Ecco allora prorompere gli incubi di Wes Craven (senza dimenticare quelli di John Carpenter, se è vero che Wright piazza la parte puramente slasher proprio durante la notte di Halloween…), i fantasmi/zombi dal volto cancellato (reminescenza del J-horror alla Kairo di Kiyoshi Kurosawa?) perchè simboli di un terribile “rimosso”, e infine il fuoco catartico di Carrie (assonanza voluta quella con Ellie?) di Brian De Palma, oppure, se preferiamo, quello che seppellisce le Madri della trilogia argentiana, per tornare finalmente a una nuova vita.
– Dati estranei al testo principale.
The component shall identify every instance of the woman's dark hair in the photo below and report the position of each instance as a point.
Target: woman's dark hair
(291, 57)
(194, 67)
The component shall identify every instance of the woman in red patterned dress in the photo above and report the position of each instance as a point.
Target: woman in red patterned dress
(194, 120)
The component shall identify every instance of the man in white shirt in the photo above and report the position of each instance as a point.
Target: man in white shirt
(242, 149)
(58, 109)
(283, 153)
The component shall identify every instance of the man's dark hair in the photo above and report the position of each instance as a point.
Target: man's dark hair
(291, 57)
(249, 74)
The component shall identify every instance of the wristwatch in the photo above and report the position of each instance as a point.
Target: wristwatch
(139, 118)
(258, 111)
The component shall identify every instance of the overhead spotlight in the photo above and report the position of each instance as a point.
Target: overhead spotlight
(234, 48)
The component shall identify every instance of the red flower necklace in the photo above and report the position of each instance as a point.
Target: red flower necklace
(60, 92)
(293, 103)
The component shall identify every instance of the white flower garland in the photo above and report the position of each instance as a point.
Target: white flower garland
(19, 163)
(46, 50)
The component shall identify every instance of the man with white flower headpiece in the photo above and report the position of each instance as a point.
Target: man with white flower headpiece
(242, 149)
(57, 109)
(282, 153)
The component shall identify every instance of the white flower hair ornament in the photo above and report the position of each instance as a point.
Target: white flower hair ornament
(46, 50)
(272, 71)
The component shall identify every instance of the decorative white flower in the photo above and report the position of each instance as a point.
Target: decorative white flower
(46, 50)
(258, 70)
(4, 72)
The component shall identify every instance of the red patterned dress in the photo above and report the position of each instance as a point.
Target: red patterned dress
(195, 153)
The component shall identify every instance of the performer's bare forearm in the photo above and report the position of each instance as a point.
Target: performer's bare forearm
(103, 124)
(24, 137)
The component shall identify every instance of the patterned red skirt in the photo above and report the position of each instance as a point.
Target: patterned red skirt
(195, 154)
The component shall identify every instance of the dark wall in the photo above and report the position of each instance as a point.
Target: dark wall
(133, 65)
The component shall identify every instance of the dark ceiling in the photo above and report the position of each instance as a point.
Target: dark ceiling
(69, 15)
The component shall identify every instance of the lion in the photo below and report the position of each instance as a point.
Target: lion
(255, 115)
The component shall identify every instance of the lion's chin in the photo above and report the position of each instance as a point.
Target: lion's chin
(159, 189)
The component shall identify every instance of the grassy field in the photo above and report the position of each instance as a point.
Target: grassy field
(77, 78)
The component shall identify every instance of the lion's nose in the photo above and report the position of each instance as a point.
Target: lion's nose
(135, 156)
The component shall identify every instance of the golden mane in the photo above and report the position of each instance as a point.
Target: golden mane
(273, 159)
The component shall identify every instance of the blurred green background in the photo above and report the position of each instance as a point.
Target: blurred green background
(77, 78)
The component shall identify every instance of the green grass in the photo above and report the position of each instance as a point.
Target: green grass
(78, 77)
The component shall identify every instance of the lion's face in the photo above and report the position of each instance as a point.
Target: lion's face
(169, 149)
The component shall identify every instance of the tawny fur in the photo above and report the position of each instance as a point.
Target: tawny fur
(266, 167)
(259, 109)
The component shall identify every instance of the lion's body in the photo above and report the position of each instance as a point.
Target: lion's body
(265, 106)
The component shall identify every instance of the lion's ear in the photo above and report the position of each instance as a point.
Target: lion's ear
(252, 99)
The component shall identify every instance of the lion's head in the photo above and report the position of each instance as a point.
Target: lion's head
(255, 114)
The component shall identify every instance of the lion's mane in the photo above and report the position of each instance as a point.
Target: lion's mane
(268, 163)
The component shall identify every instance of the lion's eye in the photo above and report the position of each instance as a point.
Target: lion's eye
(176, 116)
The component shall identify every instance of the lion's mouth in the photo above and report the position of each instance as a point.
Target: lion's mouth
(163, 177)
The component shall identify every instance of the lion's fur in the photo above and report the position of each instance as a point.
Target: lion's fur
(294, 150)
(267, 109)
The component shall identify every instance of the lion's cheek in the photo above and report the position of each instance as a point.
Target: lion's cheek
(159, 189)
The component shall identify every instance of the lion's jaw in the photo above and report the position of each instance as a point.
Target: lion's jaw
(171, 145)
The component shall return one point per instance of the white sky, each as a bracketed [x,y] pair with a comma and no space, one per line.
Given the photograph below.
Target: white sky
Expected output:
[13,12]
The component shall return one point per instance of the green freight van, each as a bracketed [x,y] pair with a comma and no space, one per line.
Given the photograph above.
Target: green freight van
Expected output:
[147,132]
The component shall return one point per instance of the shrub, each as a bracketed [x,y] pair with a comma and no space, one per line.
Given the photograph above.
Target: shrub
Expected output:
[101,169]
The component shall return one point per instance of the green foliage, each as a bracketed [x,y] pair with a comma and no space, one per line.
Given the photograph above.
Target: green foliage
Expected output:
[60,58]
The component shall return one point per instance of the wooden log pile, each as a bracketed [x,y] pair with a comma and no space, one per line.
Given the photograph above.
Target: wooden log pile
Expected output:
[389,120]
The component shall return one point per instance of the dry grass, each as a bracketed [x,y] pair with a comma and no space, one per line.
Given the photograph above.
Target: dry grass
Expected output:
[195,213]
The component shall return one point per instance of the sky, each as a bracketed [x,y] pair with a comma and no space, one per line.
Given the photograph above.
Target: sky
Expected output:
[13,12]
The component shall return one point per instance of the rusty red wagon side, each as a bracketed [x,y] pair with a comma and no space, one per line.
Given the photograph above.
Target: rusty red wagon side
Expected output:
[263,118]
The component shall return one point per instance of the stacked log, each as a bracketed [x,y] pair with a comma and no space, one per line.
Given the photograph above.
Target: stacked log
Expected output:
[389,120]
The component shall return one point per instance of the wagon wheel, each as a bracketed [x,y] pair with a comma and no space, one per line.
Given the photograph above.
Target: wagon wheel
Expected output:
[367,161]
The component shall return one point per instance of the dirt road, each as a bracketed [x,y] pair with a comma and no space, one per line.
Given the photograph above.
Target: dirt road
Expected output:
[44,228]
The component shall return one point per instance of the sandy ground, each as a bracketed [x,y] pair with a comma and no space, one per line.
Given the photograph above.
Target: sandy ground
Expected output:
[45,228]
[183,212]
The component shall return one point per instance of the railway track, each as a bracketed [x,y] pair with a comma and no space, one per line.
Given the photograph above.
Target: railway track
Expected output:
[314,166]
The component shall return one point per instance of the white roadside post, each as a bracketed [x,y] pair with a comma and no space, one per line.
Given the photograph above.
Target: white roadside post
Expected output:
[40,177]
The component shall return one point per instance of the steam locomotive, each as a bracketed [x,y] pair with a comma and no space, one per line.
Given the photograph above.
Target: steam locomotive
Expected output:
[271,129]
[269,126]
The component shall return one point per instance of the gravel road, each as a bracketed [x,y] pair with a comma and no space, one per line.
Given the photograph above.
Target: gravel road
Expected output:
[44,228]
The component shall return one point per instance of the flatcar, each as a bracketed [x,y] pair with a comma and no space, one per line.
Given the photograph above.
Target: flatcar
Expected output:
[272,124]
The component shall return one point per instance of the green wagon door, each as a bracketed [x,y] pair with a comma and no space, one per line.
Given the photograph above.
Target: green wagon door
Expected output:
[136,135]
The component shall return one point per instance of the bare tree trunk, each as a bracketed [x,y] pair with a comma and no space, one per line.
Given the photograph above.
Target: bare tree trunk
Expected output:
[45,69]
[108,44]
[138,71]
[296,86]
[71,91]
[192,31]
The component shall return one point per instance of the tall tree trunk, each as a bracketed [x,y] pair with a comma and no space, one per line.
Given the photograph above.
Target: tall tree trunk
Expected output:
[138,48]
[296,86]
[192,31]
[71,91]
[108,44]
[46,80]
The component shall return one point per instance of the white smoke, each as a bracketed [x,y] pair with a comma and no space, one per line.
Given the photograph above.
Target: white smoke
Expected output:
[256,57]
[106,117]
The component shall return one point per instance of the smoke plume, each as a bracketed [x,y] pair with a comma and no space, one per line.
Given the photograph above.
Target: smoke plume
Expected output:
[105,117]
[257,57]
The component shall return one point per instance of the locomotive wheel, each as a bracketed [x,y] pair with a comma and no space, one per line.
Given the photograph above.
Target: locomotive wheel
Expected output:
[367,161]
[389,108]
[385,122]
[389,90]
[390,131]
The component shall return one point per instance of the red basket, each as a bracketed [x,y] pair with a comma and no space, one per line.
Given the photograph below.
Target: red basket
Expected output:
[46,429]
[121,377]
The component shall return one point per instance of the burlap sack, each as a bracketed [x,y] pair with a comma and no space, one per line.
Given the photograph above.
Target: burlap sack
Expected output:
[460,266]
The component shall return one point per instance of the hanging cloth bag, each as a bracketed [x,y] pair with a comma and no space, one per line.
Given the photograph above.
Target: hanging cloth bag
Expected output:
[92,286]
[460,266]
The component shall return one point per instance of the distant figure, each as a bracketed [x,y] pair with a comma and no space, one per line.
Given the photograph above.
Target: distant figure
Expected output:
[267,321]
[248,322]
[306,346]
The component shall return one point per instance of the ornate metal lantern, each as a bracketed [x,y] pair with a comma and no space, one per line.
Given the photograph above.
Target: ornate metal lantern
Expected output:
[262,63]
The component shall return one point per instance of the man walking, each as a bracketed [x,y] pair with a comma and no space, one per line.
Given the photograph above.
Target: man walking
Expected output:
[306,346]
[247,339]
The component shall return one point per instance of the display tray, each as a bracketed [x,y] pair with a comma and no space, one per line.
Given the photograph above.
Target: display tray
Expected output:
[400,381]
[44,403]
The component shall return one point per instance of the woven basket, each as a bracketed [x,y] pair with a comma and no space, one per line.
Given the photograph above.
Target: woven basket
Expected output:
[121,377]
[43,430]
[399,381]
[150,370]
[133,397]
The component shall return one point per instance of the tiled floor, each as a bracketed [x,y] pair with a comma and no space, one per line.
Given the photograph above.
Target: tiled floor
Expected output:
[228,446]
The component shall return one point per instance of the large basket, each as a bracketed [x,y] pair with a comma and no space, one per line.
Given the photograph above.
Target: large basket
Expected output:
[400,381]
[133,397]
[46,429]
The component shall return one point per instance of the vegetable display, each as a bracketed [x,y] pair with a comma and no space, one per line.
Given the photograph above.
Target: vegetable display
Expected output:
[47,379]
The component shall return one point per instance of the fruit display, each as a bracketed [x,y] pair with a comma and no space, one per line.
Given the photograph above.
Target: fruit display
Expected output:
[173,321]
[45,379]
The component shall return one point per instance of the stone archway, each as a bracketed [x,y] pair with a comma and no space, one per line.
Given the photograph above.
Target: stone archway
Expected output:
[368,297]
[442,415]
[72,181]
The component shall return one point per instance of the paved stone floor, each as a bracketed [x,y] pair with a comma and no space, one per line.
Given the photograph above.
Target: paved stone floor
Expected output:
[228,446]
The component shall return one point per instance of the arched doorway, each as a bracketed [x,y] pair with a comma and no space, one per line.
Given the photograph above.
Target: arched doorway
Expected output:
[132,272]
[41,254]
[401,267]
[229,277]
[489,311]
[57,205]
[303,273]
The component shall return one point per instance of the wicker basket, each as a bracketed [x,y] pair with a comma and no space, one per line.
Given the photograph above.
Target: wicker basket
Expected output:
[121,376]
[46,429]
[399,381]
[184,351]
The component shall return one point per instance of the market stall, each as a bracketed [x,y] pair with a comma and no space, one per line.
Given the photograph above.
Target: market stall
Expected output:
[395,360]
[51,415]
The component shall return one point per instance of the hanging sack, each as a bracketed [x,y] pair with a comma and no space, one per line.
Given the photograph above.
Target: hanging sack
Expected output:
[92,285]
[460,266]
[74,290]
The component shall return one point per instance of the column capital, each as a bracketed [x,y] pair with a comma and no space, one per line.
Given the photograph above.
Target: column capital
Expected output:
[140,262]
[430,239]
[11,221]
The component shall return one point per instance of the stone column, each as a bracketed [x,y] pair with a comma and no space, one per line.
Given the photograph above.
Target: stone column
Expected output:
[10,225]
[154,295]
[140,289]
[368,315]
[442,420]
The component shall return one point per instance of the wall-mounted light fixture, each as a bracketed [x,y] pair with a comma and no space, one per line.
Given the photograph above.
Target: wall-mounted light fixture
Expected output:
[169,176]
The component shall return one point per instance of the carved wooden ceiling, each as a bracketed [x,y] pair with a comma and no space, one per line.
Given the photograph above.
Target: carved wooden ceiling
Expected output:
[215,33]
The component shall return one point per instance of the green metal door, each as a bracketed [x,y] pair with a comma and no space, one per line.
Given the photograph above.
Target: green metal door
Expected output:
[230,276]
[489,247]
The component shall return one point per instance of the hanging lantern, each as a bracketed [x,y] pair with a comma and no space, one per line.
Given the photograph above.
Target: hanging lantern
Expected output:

Ribadito che la messa in scena di Edgar Wright – al servizio di una sceneggiatura sovraccarica di intuizioni, compresa quella di un ottimo colpo di scena finale – , è da stropicciarsi gli occhi (alla fotografia non a caso troviamo Chung Chung-hoon, sodale di Park Chan-wook sin dai tempi di Old Boy, e scusate se è poco…) e non ha paura di osare continui cambi di registro e persino qualche sconfinamento nel kitsch (ma qui si racconta davvero attraverso le immagini, i movimenti di macchina e il montaggio), resta da menzionare un cast dove due giovani ormai lanciate come Thomasin McKenzie e Anya Taylor-Joy fanno a gara di bravura e alcuni vecchi leoni e leonesse come il già menzionato Terence Stamp (bello vederlo ancora così in forma nonostante l’età), Rita Tushingham e soprattutto Diana Rigg (scomparsa qualche mese dopo la fine delle riprese) ci ricordano come la scuola attoriale inglese non sia seconda a nessun’altra.
Ci vorrebbero più film come Ultima Notte A Soho e più registi come Edgar Wright!